Web design best practices are constantly evolving. But there are some tried-and-true principles that have proven effective for years, across all styles of websites and industries.

A great post by Neil Patel focuses specifically on principles that increase conversion rates based on the rules of behavioral psychology.

Here are 3 of those principles and a neat case study that shows why they work.

1) The Law of Prägnanz

This German-based principle, which essentially translates to the “law of pithiness,” dictates that our brains respond better to simple, symmetrical order.

Complicated designs elicit a negative psychological reaction, because we fear they may hold “unpleasant surprises.”

With this rule in mind, websites can dramatically increase response rates by making pages simpler: cleaner, more concise and with fewer calls to action.


Case study: The Sims 3

The Sims is one of the bestselling video game franchises of all time.

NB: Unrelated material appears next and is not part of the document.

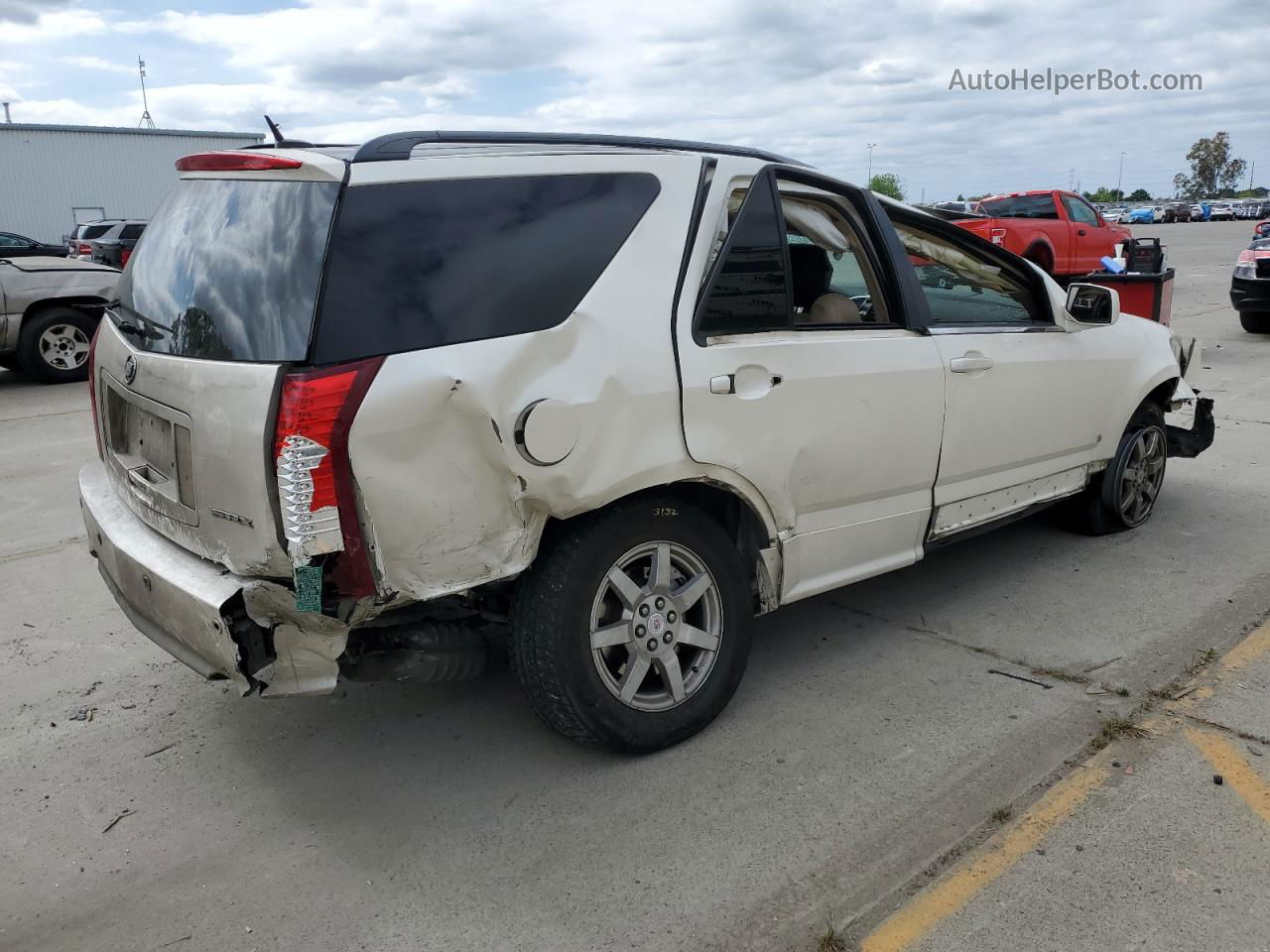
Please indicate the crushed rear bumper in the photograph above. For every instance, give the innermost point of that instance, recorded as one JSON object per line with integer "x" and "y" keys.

But brand recognition and customer loyalty can only go so far when your web design is not optimized for conversions.

The manufacturer’s website was cluttered with multiple calls to action: get free stuff, register your game, create an account and so on. All of these CTAs conflicted with each other and drove down response rates across the board.

  • The solution: The Sims created several new landing pages that each focused on just one CTA, instead of multiple, to help users know what to do.
  • The outcome: Conversion rates for each of those pages increased by more than 43% — including one variation that increased by 128%.

2) The Principle of Past Experience

The Law of Past Experience says that our previous experiences help to inform our expectations and interpretations for current and future experiences.

This principle is particularly important for user experience (UX) design. In short, it’s generally not a good idea to reinvent the wheel online – especially for shopping carts and checkout processes. If the experience is too different from what users are familiar with, they’re more likely to get lost or become frustrated and exit the site.

3) The Principle of Cost/Benefit Analysis

Psychologically, when users take various actions on your website, their brains rapidly weigh the cost vs. benefit of each action. For example: filling out a form (cost) to get a free item (benefit).

Often, the perceived cost is too great for users, especially if there’s a complicated or time-consuming process (i.e. taking a long survey vs. simply entering an email address).

As such, websites should consider simplifying their conversion actions as much as possible – even if it means just redesigning elements to make it appear simpler. The reduced perceived cost will greatly increase the rate of response.